First off, the Conservative Party’s leadership looks set to deliver Boris Johnson as the new prime minister. His lead over his one remaining rival, Jeremy Hunt, looks unassailable. The new leader will be announced on July 23rd. Boris is a staunch Brexiteer, favoring leaving the EU without a deal on divorcing terms or an outline of a future trading relationship, which would rule out any economic transition phase.

In the event, this would see the UK adopt a WTO tariff schedule and trading terms overnight, which would be an unprecedented move by a developed nation and would cause a substantial deterioration in the UK’s terms of trade position.
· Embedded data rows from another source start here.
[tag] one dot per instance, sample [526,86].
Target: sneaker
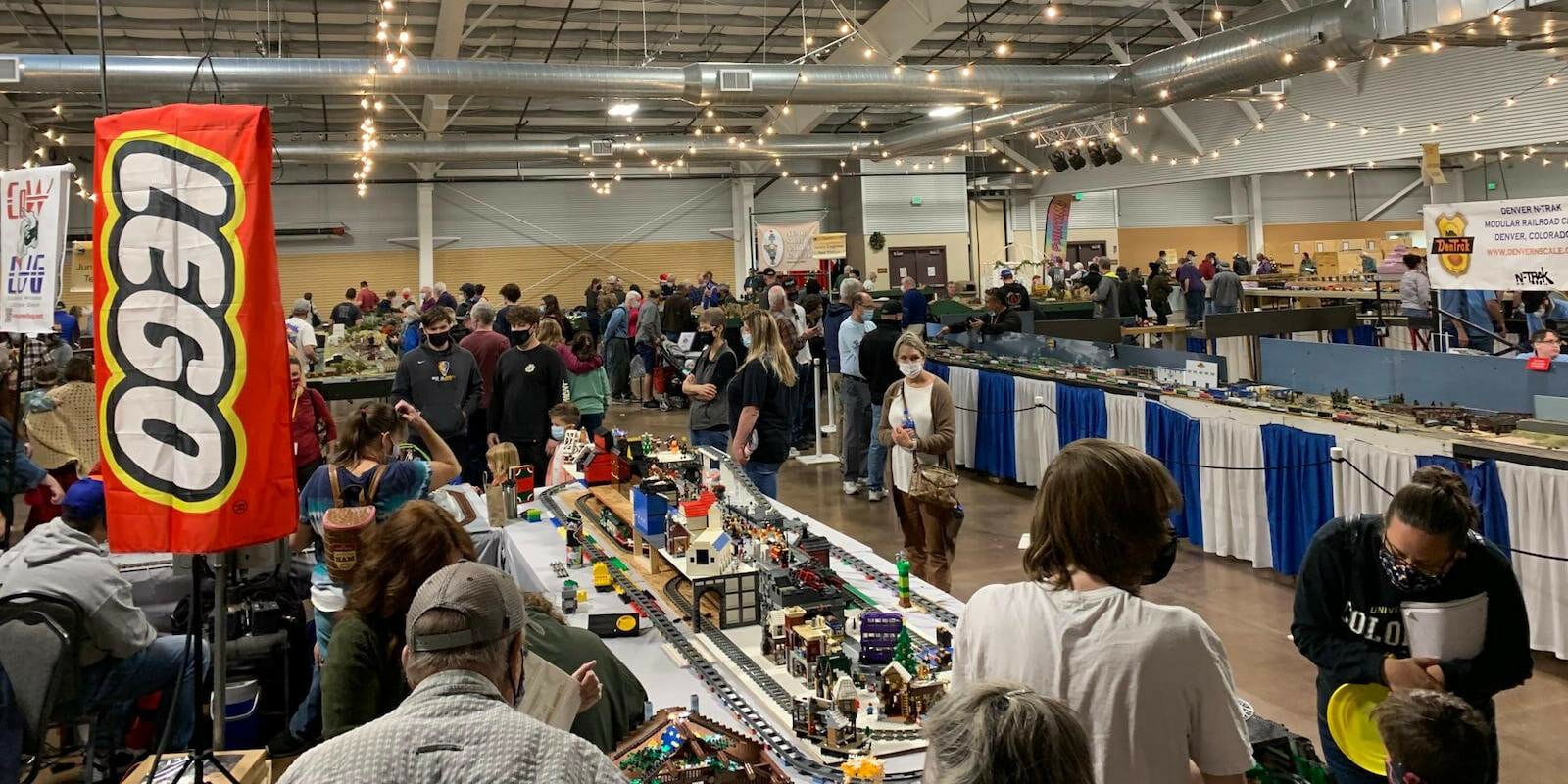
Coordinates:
[286,745]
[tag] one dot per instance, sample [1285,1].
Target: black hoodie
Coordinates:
[1348,615]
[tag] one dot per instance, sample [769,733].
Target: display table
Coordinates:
[1258,482]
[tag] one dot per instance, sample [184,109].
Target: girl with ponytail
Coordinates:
[1356,576]
[365,470]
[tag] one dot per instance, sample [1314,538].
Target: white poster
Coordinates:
[31,240]
[788,247]
[1499,245]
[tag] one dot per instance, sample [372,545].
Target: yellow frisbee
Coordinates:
[1352,726]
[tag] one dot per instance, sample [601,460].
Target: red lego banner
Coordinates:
[193,420]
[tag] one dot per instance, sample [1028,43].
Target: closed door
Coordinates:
[927,266]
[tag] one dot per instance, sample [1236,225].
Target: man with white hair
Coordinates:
[300,331]
[465,658]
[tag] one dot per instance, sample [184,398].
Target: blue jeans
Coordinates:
[710,438]
[306,721]
[1194,306]
[877,455]
[115,684]
[765,475]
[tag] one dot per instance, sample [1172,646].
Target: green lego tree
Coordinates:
[904,653]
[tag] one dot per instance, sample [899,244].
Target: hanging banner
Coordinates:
[788,247]
[830,247]
[1057,214]
[31,240]
[192,415]
[1499,245]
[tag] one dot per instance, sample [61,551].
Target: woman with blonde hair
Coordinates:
[760,404]
[917,419]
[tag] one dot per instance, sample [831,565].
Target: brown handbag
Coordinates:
[342,525]
[930,483]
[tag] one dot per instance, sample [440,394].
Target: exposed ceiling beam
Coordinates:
[893,30]
[1191,35]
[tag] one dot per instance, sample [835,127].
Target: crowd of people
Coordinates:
[419,651]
The idea is that the UK would then be free to negotiate trade deals, though this process would take years.

Johnson has said that he doesn’t, in fact, want to leave without a deal, but is nonetheless serious about doing so if necessary, which is red meat to the Brexiteer political base. Recent polls have suggested that a new general election, with Boris as the Tory leader, would return the Conservatives with up to a 40 seat majority in Parliament.

A new general election looks like a strong possibility, as soon as September. The Tories are presently a weak governing entity, leading a minority government in a Parliament intent on halting a no-deal Brexit scenario (weakening the government’s negotiating position with Brussels, in the eyes of Brexiteers).

Given the polling, the new Prime Minister would surely be very tempted to resolve this by calling a new general election. This backdrop should keep the Pound under pressure.

Cable printed a fresh 6-month low at 1.2455, which matches the 15-month low, while EURGBP printed a 6-month peak seen at 0.8996. A 1.6% y/y contraction in the BRC retail sales figure for June today, which thwarted the consensus forecast for a 0.8% rise, is the latest in a series of underwhelming data out of the UK, providing fresh fuel for the pronounced declining motion the UK currency has been seeing since early May. EURGBP has now made this the eighth week out of the last nine where a new higher high has been set.